Documentation Revision Date: 2017-07-19

Data Set Version: 1

Summary

This data set provides estimates of above-ground biomass (AGB), canopy height, and percent tree cover at 30-m spatial resolution for Sonoma County, California, USA, for the nominal year 2013. Biomass estimates, megagrams of biomass per hectare (Mg/ha) were generated using a combination of LiDAR data, field plot measurements, and random forest modeling approaches. Estimates of AGB uncertainty are also provided. Maximum canopy height and tree cover were derived from LiDAR data and high-resolution National Agriculture Imagery Program (NAIP) images.

There are five data files in GeoTIFF (.tif) format.

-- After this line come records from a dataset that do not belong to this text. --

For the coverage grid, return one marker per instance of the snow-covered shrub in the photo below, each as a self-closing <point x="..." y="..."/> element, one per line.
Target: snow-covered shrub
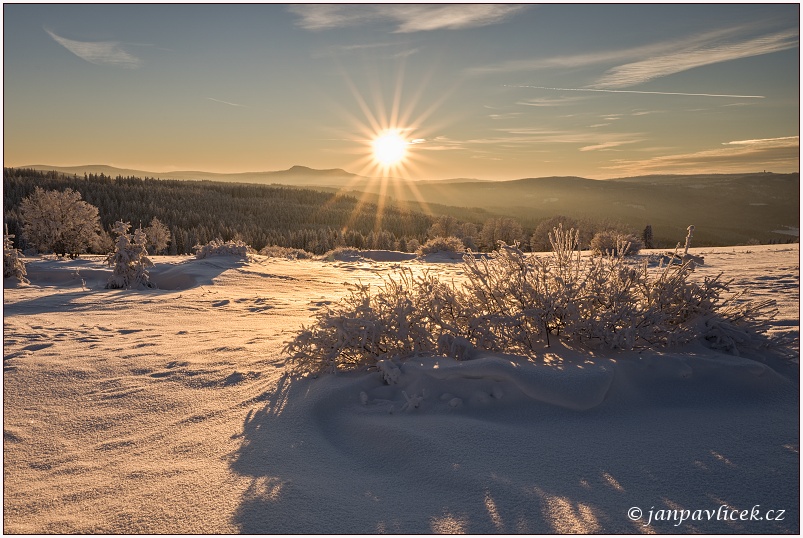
<point x="404" y="316"/>
<point x="341" y="253"/>
<point x="442" y="244"/>
<point x="514" y="303"/>
<point x="218" y="247"/>
<point x="130" y="259"/>
<point x="614" y="242"/>
<point x="274" y="251"/>
<point x="158" y="236"/>
<point x="13" y="266"/>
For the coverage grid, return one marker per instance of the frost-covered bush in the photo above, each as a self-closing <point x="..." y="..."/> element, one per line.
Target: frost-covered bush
<point x="514" y="303"/>
<point x="158" y="236"/>
<point x="218" y="247"/>
<point x="442" y="244"/>
<point x="274" y="251"/>
<point x="616" y="243"/>
<point x="404" y="316"/>
<point x="13" y="266"/>
<point x="341" y="253"/>
<point x="130" y="259"/>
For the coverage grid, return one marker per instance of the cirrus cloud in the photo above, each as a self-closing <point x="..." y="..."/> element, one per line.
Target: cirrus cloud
<point x="98" y="52"/>
<point x="408" y="18"/>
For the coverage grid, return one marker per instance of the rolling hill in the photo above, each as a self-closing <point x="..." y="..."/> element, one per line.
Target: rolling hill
<point x="727" y="209"/>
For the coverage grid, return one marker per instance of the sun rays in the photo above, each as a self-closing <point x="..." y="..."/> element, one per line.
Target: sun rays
<point x="388" y="138"/>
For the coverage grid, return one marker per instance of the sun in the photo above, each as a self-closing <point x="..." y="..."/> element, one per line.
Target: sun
<point x="390" y="148"/>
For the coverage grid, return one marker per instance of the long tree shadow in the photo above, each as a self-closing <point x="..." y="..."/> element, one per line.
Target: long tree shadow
<point x="318" y="464"/>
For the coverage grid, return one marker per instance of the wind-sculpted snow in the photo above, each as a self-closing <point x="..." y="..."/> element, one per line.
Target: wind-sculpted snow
<point x="172" y="410"/>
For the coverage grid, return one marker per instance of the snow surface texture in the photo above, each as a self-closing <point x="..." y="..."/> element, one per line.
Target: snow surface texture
<point x="170" y="411"/>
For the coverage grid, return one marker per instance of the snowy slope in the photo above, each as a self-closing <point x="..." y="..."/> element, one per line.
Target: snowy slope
<point x="169" y="411"/>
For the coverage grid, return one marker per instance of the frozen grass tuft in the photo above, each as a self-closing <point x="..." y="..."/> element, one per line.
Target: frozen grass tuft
<point x="218" y="247"/>
<point x="514" y="303"/>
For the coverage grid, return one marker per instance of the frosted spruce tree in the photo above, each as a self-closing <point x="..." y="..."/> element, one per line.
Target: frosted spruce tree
<point x="13" y="266"/>
<point x="60" y="222"/>
<point x="130" y="259"/>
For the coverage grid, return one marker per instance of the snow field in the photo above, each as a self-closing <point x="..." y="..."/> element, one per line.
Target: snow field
<point x="169" y="411"/>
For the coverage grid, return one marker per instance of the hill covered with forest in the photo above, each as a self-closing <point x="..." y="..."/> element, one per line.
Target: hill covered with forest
<point x="197" y="212"/>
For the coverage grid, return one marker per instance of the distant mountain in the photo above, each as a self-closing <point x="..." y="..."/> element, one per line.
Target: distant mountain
<point x="297" y="175"/>
<point x="727" y="209"/>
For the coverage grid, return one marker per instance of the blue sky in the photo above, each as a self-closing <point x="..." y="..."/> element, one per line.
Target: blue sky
<point x="489" y="91"/>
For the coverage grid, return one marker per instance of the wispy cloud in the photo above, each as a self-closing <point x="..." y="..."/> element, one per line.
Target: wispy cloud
<point x="647" y="62"/>
<point x="226" y="102"/>
<point x="99" y="52"/>
<point x="687" y="57"/>
<point x="526" y="139"/>
<point x="778" y="154"/>
<point x="381" y="50"/>
<point x="550" y="101"/>
<point x="406" y="17"/>
<point x="642" y="92"/>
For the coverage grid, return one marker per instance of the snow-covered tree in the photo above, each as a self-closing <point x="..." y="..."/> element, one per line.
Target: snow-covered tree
<point x="158" y="236"/>
<point x="13" y="266"/>
<point x="59" y="222"/>
<point x="130" y="259"/>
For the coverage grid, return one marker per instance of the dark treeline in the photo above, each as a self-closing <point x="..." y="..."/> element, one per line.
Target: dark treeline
<point x="197" y="212"/>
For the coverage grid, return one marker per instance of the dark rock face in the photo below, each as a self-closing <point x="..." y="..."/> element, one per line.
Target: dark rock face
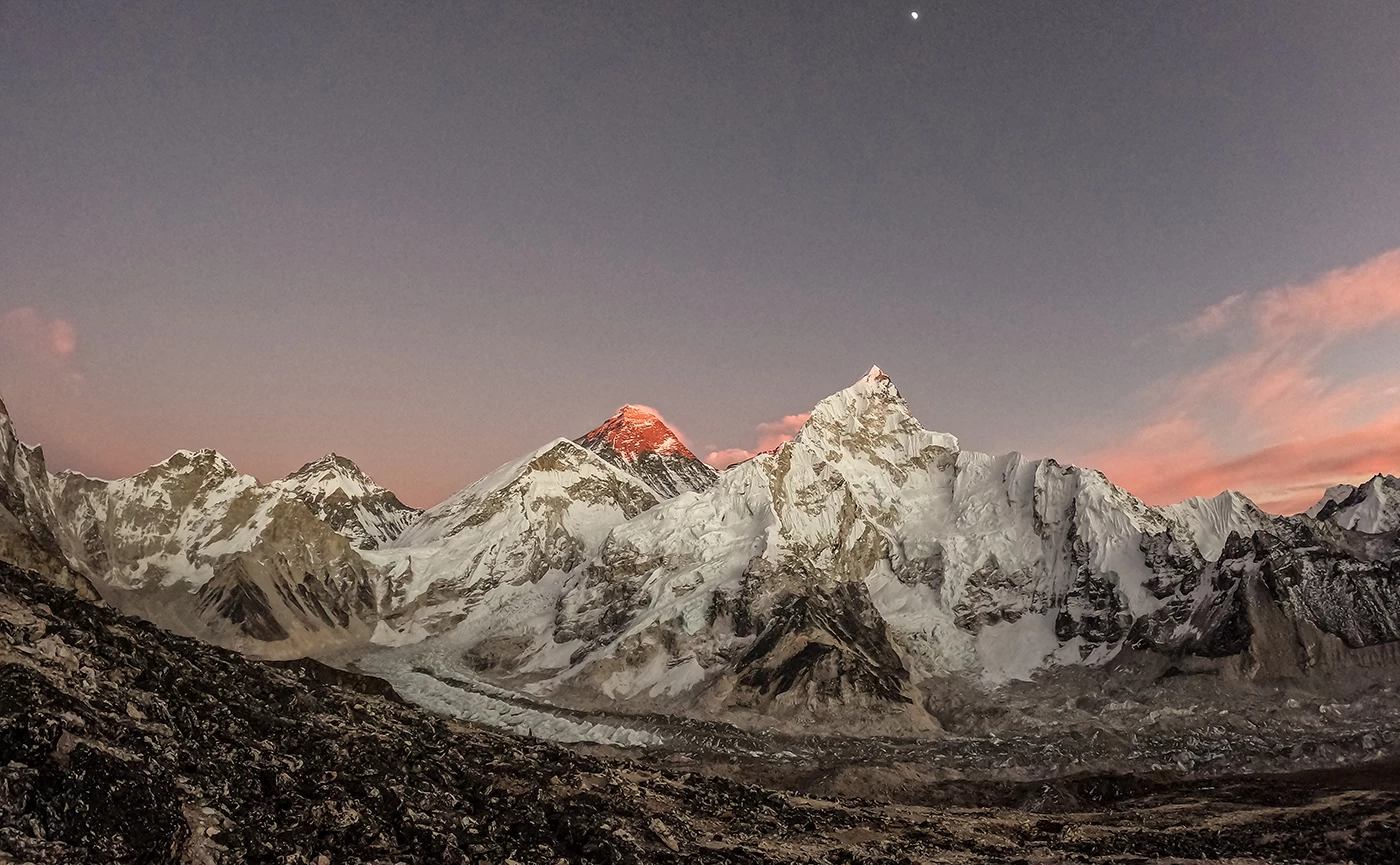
<point x="1339" y="589"/>
<point x="123" y="743"/>
<point x="349" y="501"/>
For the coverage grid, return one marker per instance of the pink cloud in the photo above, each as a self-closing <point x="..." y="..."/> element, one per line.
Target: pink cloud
<point x="770" y="435"/>
<point x="30" y="335"/>
<point x="1267" y="419"/>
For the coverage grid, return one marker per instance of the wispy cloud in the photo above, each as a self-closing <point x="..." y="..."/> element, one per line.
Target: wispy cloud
<point x="770" y="435"/>
<point x="27" y="332"/>
<point x="1267" y="417"/>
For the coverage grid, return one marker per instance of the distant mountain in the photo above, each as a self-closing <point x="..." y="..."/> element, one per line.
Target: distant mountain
<point x="349" y="501"/>
<point x="636" y="440"/>
<point x="27" y="517"/>
<point x="1374" y="507"/>
<point x="842" y="581"/>
<point x="529" y="521"/>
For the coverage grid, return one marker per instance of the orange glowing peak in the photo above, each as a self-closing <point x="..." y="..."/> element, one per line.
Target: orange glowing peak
<point x="636" y="430"/>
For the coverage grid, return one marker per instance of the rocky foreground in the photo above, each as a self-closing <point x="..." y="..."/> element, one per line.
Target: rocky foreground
<point x="123" y="743"/>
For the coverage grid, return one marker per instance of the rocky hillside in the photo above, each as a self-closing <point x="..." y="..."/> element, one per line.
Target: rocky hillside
<point x="846" y="578"/>
<point x="125" y="743"/>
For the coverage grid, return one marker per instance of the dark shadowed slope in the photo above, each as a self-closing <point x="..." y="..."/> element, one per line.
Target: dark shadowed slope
<point x="123" y="743"/>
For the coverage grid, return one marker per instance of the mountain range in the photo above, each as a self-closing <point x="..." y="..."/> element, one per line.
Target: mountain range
<point x="849" y="580"/>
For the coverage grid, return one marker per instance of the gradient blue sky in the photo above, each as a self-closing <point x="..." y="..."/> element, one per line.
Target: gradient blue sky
<point x="433" y="235"/>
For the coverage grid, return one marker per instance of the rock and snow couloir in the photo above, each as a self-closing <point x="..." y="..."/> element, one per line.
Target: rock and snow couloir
<point x="349" y="501"/>
<point x="637" y="441"/>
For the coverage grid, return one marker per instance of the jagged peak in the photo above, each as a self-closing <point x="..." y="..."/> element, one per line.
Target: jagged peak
<point x="331" y="462"/>
<point x="634" y="430"/>
<point x="205" y="459"/>
<point x="870" y="408"/>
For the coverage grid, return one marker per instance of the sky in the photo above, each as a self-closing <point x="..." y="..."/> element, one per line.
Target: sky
<point x="1155" y="238"/>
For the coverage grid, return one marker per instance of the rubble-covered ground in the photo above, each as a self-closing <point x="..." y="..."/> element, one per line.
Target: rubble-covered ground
<point x="123" y="743"/>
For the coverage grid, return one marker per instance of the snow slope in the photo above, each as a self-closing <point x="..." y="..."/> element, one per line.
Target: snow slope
<point x="1372" y="508"/>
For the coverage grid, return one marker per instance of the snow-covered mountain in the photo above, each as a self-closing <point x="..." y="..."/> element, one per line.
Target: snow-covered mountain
<point x="842" y="581"/>
<point x="539" y="517"/>
<point x="844" y="578"/>
<point x="349" y="501"/>
<point x="870" y="554"/>
<point x="637" y="441"/>
<point x="1374" y="507"/>
<point x="27" y="517"/>
<point x="199" y="547"/>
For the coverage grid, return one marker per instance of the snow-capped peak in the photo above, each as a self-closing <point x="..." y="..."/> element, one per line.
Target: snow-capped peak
<point x="329" y="473"/>
<point x="871" y="409"/>
<point x="636" y="430"/>
<point x="1374" y="507"/>
<point x="206" y="461"/>
<point x="349" y="501"/>
<point x="637" y="441"/>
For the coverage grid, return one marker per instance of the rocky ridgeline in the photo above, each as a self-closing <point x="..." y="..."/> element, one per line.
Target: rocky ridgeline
<point x="839" y="582"/>
<point x="121" y="742"/>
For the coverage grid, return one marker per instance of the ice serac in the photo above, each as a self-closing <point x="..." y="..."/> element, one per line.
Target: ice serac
<point x="501" y="546"/>
<point x="1372" y="507"/>
<point x="637" y="441"/>
<point x="349" y="501"/>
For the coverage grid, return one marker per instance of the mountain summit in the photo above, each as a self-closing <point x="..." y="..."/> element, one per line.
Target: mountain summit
<point x="637" y="441"/>
<point x="340" y="493"/>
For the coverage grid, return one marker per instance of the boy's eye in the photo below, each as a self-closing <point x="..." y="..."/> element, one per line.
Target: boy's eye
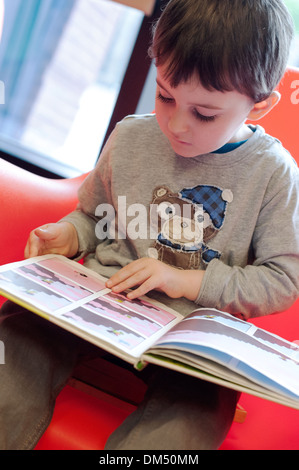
<point x="196" y="114"/>
<point x="203" y="118"/>
<point x="164" y="99"/>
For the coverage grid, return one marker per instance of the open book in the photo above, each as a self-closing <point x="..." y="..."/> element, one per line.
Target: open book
<point x="208" y="344"/>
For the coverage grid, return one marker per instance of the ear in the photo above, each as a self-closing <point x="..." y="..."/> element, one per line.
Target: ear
<point x="260" y="110"/>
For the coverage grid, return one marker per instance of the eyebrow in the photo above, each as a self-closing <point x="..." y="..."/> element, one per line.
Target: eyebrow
<point x="206" y="106"/>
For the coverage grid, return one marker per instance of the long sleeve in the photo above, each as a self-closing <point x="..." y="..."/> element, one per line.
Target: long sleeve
<point x="271" y="282"/>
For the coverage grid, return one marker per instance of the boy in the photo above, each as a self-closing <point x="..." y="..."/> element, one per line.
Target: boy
<point x="218" y="63"/>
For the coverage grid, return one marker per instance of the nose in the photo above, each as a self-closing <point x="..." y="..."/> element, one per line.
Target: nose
<point x="177" y="123"/>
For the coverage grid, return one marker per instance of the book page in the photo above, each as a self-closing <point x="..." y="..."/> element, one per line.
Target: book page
<point x="76" y="298"/>
<point x="236" y="344"/>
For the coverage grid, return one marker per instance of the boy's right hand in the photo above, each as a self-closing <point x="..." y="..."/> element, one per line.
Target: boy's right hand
<point x="60" y="238"/>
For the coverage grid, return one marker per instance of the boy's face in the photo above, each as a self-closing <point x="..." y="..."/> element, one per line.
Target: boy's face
<point x="198" y="121"/>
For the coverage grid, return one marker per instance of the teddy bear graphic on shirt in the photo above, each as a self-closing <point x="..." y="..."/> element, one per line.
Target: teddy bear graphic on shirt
<point x="185" y="223"/>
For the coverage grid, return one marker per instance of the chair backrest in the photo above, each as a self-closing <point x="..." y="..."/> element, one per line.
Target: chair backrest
<point x="282" y="122"/>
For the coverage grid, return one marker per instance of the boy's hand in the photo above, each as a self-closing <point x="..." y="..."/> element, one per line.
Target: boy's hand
<point x="150" y="274"/>
<point x="60" y="238"/>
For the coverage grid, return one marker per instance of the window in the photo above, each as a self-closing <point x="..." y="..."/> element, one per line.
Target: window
<point x="62" y="63"/>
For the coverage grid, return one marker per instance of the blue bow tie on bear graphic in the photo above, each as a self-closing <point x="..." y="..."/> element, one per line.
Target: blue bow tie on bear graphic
<point x="214" y="201"/>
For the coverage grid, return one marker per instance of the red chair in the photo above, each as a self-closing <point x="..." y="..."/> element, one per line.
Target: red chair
<point x="84" y="417"/>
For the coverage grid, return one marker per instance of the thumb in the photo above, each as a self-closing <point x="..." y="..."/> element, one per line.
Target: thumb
<point x="46" y="232"/>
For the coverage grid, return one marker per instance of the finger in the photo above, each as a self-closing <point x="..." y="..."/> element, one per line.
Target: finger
<point x="131" y="281"/>
<point x="143" y="289"/>
<point x="46" y="232"/>
<point x="32" y="247"/>
<point x="122" y="274"/>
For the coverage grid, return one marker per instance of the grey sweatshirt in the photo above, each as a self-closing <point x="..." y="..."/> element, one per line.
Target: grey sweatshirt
<point x="242" y="208"/>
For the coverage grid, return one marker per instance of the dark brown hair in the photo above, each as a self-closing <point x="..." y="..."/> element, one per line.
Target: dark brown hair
<point x="238" y="45"/>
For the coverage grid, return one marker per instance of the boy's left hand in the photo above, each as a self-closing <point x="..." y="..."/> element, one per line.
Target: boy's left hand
<point x="149" y="274"/>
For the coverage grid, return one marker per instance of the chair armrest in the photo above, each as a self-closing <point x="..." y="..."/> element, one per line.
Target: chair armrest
<point x="27" y="201"/>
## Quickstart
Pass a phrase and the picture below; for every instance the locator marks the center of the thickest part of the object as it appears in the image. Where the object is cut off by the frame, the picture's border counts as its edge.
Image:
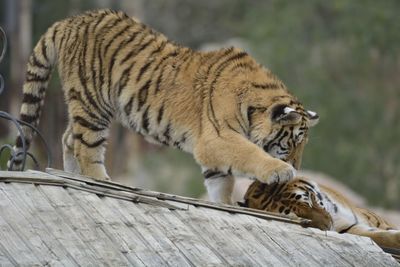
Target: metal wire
(24, 154)
(2, 54)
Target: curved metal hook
(2, 54)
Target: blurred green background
(341, 58)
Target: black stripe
(163, 64)
(44, 47)
(82, 79)
(124, 79)
(143, 70)
(219, 70)
(145, 45)
(75, 95)
(114, 37)
(265, 86)
(307, 183)
(29, 98)
(166, 133)
(348, 228)
(35, 62)
(243, 65)
(90, 145)
(99, 20)
(90, 125)
(33, 77)
(145, 120)
(53, 37)
(128, 106)
(104, 112)
(143, 92)
(160, 114)
(231, 127)
(29, 118)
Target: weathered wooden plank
(15, 247)
(15, 217)
(285, 240)
(181, 199)
(5, 258)
(54, 225)
(36, 228)
(188, 243)
(228, 236)
(149, 232)
(72, 214)
(128, 242)
(353, 249)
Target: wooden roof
(60, 219)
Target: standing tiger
(231, 113)
(326, 208)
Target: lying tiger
(223, 107)
(327, 209)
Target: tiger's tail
(38, 73)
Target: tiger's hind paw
(283, 173)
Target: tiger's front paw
(281, 172)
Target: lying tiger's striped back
(328, 209)
(221, 106)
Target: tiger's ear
(285, 115)
(313, 118)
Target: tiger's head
(277, 121)
(264, 110)
(282, 130)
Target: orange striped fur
(326, 208)
(221, 106)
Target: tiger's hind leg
(219, 186)
(70, 162)
(90, 138)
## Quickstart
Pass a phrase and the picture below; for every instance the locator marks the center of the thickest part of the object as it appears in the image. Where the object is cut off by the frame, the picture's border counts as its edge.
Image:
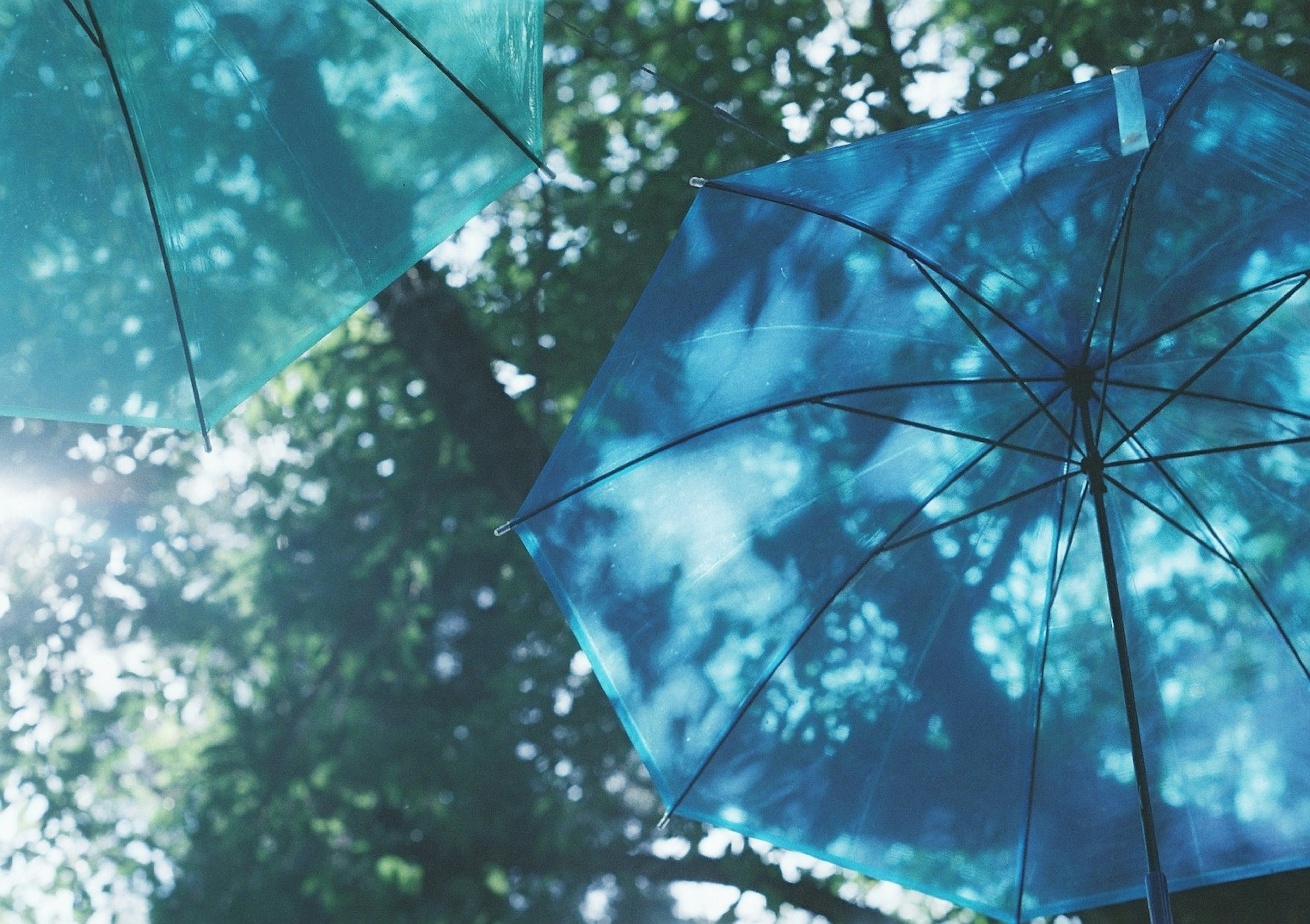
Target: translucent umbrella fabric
(825, 522)
(221, 183)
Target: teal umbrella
(942, 509)
(194, 192)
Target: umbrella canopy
(194, 192)
(942, 508)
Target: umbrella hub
(1081, 380)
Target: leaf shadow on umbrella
(822, 522)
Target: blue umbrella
(941, 510)
(194, 192)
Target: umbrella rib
(1211, 396)
(1229, 556)
(450, 75)
(996, 353)
(976, 511)
(819, 611)
(747, 416)
(155, 221)
(1114, 323)
(1058, 568)
(1210, 310)
(1208, 365)
(920, 259)
(1211, 451)
(1121, 238)
(82, 21)
(931, 428)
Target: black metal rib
(995, 352)
(155, 219)
(720, 112)
(1210, 451)
(1208, 365)
(1231, 558)
(1211, 396)
(1210, 310)
(959, 434)
(86, 27)
(986, 508)
(738, 419)
(1114, 323)
(1058, 565)
(920, 259)
(823, 607)
(486, 111)
(1130, 197)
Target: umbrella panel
(1225, 209)
(90, 327)
(885, 740)
(760, 523)
(295, 177)
(1203, 348)
(759, 306)
(301, 157)
(1017, 204)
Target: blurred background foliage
(298, 679)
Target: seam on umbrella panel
(1058, 567)
(995, 352)
(474, 98)
(82, 21)
(1202, 313)
(1210, 396)
(1134, 184)
(1208, 365)
(718, 425)
(909, 251)
(819, 611)
(1232, 560)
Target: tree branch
(430, 326)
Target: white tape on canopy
(1132, 116)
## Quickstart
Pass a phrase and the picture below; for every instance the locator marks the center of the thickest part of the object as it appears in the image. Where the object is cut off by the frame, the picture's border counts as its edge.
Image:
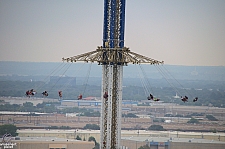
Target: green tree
(8, 128)
(193, 120)
(97, 146)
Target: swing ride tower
(112, 55)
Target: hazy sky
(179, 32)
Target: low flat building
(47, 143)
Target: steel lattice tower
(112, 55)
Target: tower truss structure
(112, 55)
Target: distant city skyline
(188, 33)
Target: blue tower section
(114, 23)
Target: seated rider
(80, 97)
(150, 97)
(45, 93)
(196, 99)
(156, 99)
(105, 95)
(184, 99)
(60, 94)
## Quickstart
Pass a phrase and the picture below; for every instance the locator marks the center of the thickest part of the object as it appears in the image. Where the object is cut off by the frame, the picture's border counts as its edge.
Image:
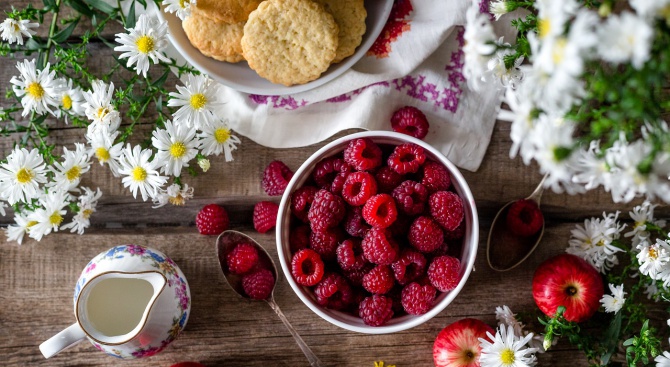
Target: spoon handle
(311, 357)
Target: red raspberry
(524, 218)
(276, 177)
(447, 209)
(379, 280)
(409, 266)
(425, 234)
(326, 211)
(358, 188)
(242, 258)
(301, 200)
(212, 219)
(380, 211)
(259, 284)
(418, 299)
(444, 273)
(379, 248)
(333, 292)
(354, 223)
(307, 267)
(435, 176)
(407, 158)
(350, 254)
(376, 310)
(363, 154)
(411, 197)
(411, 121)
(265, 216)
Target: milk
(115, 306)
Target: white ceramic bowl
(348, 321)
(240, 77)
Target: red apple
(457, 345)
(568, 280)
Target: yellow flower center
(145, 44)
(35, 90)
(221, 135)
(177, 149)
(198, 101)
(139, 174)
(24, 175)
(507, 356)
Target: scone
(290, 41)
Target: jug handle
(63, 340)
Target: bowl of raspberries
(377, 232)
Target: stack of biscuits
(285, 41)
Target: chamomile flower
(176, 146)
(216, 138)
(22, 175)
(144, 42)
(198, 100)
(14, 30)
(140, 173)
(37, 89)
(507, 349)
(613, 303)
(100, 110)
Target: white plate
(240, 77)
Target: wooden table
(37, 278)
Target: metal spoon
(224, 244)
(507, 250)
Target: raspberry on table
(307, 267)
(358, 188)
(410, 121)
(447, 209)
(376, 310)
(363, 154)
(425, 234)
(275, 178)
(265, 216)
(259, 284)
(407, 158)
(380, 211)
(326, 211)
(379, 280)
(410, 197)
(418, 299)
(242, 258)
(444, 273)
(212, 219)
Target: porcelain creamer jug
(130, 302)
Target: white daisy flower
(625, 37)
(176, 146)
(182, 8)
(146, 41)
(13, 30)
(22, 175)
(100, 110)
(37, 89)
(50, 216)
(613, 303)
(104, 149)
(67, 175)
(199, 101)
(216, 138)
(506, 350)
(140, 173)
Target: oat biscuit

Figure 1. Estimated aboveground biomass (Mg/ha) for Sonoma County at 30-m spatial resolution using the random forest method. Zoom-in figure is a subset near Santa Rosa, the largest city in California's North Coast.

Citation

Dubayah, R.O., A. Swatantran, W. Huang, L. Duncanson, H. Tang, K. Johnson, J.O. Dunne, and G.C. Hurtt. 2017. CMS: LiDAR-derived Biomass, Canopy Height and Cover, Sonoma County, California, 2013. ORNL DAAC, Oak Ridge, Tennessee, USA. https://doi.org/10.3334/ORNLDAAC/1523

Table of Contents

  1. Data Set Overview
  2. Data Characteristics
  3. Application and Derivation
  4. Quality Assessment
  5. Data Acquisition, Materials, and Methods
  6. Data Access
  7. References

Data Set Overview

This data set provides estimates of above-ground biomass (AGB), canopy height, and percent tree cover at 30-m spatial resolution for Sonoma County, California, USA, for the nominal year 2013. Biomass estimates, megagrams of biomass per hectare (Mg/ha) were generated using a combination of LiDAR data, field plot measurements, and random forest modeling approaches. Estimates of AGB uncertainty are also provided. Maximum canopy height and tree cover were derived from LiDAR data and high-resolution National Agriculture Imagery Program (NAIP) images.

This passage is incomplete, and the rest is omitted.